Personal information
- Date of birth: 18 March 2004 (age 22)
- Place of birth: Charleroi, Belgium
- Height: 1.85 m (6 ft 1 in)
- Position: Goalkeeper

Team information
- Current team: Royal Charleroi
- Number: 55

Youth career
- 2009–2019: CS Entité Manageoise
- 2019–2022: Mouscron

Senior career*
- Years: Team / Apps / (Gls)
- 2022: Mouscron / 1 / (0)
- 2022–: Zebra Elites / 37 / (0)
- 2023–: Royal Charleroi / 42 / (0)

International career^{‡}
- 2021: Belgium U18 / 1 / (0)
- 2026–: Belgium U21 / 1 / (0)

= Martin Delavallée =

Belgian footballer (born 2004)

Martin Delavallée (born 18 March 2004) is a Belgian professional football player who plays as a goalkeeper for the Belgian Pro League club Royal Charleroi.

==Club career==
Delavallée is a product of the academies of the Belgian clubs CS Entité Manageoise and Mouscron. On 11 June 2021, he signed his first professional contract with Mouscron. On 17 April 2022, he debuted with Mouscron as a substitute in a 2–0 loss to S.K. Beveren in the Challenger Pro League. On 19 June 2022 he transferred to Royal Charleroi on a 1+1 year contract, and started playing for their reeserves. On 3 April 2023, his contract was renewed an additional year.
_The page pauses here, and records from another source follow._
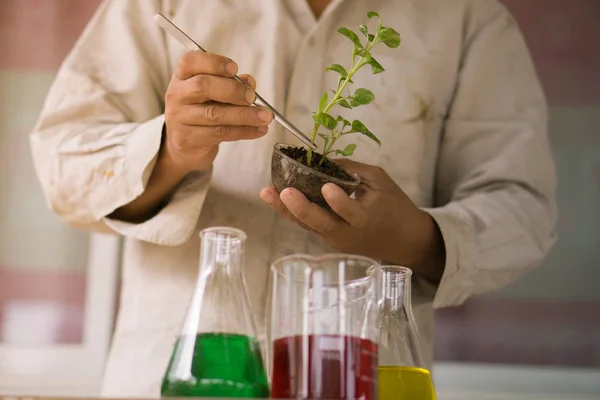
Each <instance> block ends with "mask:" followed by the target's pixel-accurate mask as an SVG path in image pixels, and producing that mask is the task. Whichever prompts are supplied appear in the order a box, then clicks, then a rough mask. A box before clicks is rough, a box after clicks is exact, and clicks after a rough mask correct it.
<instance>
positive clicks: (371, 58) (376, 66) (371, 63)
mask: <svg viewBox="0 0 600 400" xmlns="http://www.w3.org/2000/svg"><path fill="white" fill-rule="evenodd" d="M367 64H369V65H370V66H371V70H372V71H373V75H377V74H380V73H382V72H383V71H385V69H384V68H383V67H382V66H381V64H379V63H378V62H377V60H376V59H374V58H373V57H372V56H371V55H370V54H369V55H368V56H367Z"/></svg>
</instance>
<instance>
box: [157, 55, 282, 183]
mask: <svg viewBox="0 0 600 400" xmlns="http://www.w3.org/2000/svg"><path fill="white" fill-rule="evenodd" d="M237 71H238V66H237V65H236V64H235V63H234V62H233V61H231V60H230V59H228V58H226V57H223V56H219V55H216V54H209V53H203V52H200V51H192V52H188V53H185V54H184V55H183V56H182V57H181V60H180V62H179V66H178V67H177V70H176V71H175V73H174V74H173V76H172V78H171V82H170V84H169V87H168V89H167V93H166V95H165V123H166V124H165V125H166V132H165V137H164V140H163V149H162V154H163V155H164V157H166V158H168V160H169V161H170V164H171V165H174V166H175V167H176V168H178V169H179V170H181V171H183V172H189V171H194V170H204V169H207V168H209V167H210V165H211V164H212V162H213V160H214V158H215V157H216V155H217V151H218V146H219V143H221V142H230V141H237V140H247V139H256V138H258V137H261V136H263V135H264V134H265V133H267V129H268V125H269V124H270V123H271V121H272V120H273V115H272V113H271V112H270V111H269V110H266V109H263V108H259V107H253V106H251V104H252V103H253V102H254V100H255V98H256V95H255V92H254V89H255V88H256V83H255V81H254V79H253V78H252V77H251V76H249V75H241V76H240V78H242V79H243V80H244V81H246V82H247V83H248V84H249V85H250V86H251V87H250V88H249V87H248V86H246V85H244V84H242V83H240V82H237V81H235V80H233V79H231V78H232V77H233V76H234V75H235V74H236V73H237Z"/></svg>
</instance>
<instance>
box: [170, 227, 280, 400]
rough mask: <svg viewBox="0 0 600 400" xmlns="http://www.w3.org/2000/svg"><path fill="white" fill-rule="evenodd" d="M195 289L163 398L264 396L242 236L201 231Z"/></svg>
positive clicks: (171, 361) (177, 340)
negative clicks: (245, 270)
mask: <svg viewBox="0 0 600 400" xmlns="http://www.w3.org/2000/svg"><path fill="white" fill-rule="evenodd" d="M200 237H201V246H200V270H199V274H198V279H197V283H196V288H195V290H194V293H193V295H192V299H191V302H190V306H189V309H188V312H187V316H186V319H185V322H184V327H183V330H182V332H181V335H180V337H179V338H178V340H177V342H176V344H175V347H174V349H173V353H172V355H171V360H170V362H169V365H168V367H167V371H166V373H165V375H164V378H163V382H162V387H161V395H162V396H163V397H229V398H266V397H268V396H269V385H268V381H267V374H266V370H265V368H264V363H263V360H262V356H261V352H260V348H259V344H258V341H257V338H256V329H255V326H254V322H253V319H252V314H251V309H250V302H249V300H248V294H247V290H246V283H245V280H244V276H243V260H244V244H245V240H246V235H245V234H244V232H242V231H240V230H237V229H233V228H226V227H215V228H209V229H205V230H203V231H202V232H200Z"/></svg>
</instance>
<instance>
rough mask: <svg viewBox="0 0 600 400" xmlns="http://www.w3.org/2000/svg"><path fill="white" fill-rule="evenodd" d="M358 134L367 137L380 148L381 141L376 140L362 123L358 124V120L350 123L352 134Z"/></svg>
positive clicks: (362, 123)
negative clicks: (351, 124) (358, 133)
mask: <svg viewBox="0 0 600 400" xmlns="http://www.w3.org/2000/svg"><path fill="white" fill-rule="evenodd" d="M354 132H360V133H362V134H363V135H365V136H366V137H368V138H369V139H371V140H373V141H374V142H375V143H377V144H378V145H379V146H381V141H380V140H379V139H378V138H377V136H375V135H374V134H373V133H372V132H371V131H370V130H369V129H368V128H367V127H366V126H365V124H363V123H362V122H360V121H359V120H357V119H355V120H354V121H352V132H351V133H354Z"/></svg>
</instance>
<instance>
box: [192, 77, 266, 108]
mask: <svg viewBox="0 0 600 400" xmlns="http://www.w3.org/2000/svg"><path fill="white" fill-rule="evenodd" d="M255 99H256V93H255V92H254V89H252V88H251V87H248V86H247V85H245V84H243V83H241V82H238V81H235V80H233V79H231V78H224V77H222V76H214V75H195V76H193V77H191V78H189V79H188V80H186V81H185V82H184V87H183V93H181V95H180V101H181V102H182V103H184V104H202V103H205V102H207V101H216V102H219V103H228V104H235V105H239V106H247V105H250V104H252V103H254V100H255Z"/></svg>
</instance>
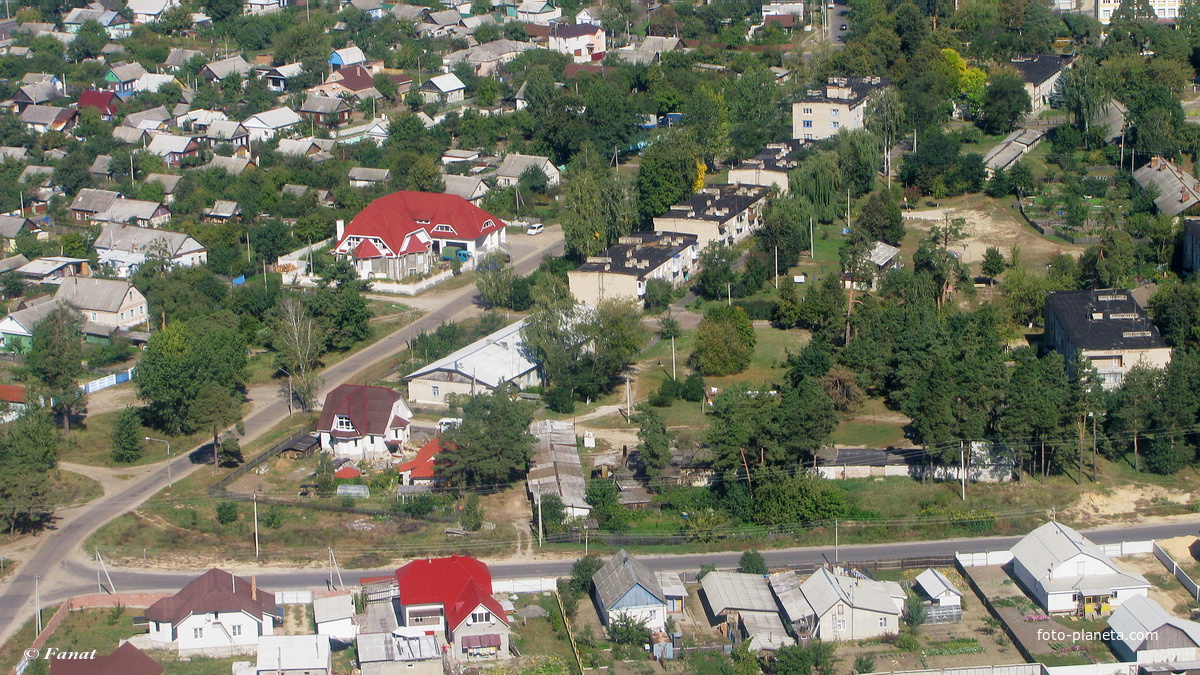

Shortly after on 4 July 2023, he extended his contract until 2025 and started playing with their senior team. On 14 December 2024, he again extended his contract with the club until 2027. In the second half of the 2024–25 season he was started playing as their starting goalkeeper.

==International career==
On 21 October 2021, Delavallée debuted with the Belgium U18s for a friendly against the Czechia U18s.

==Personal life==
Before committing to football, Delavallée was a renowned player for the Belgian game Balle pelote.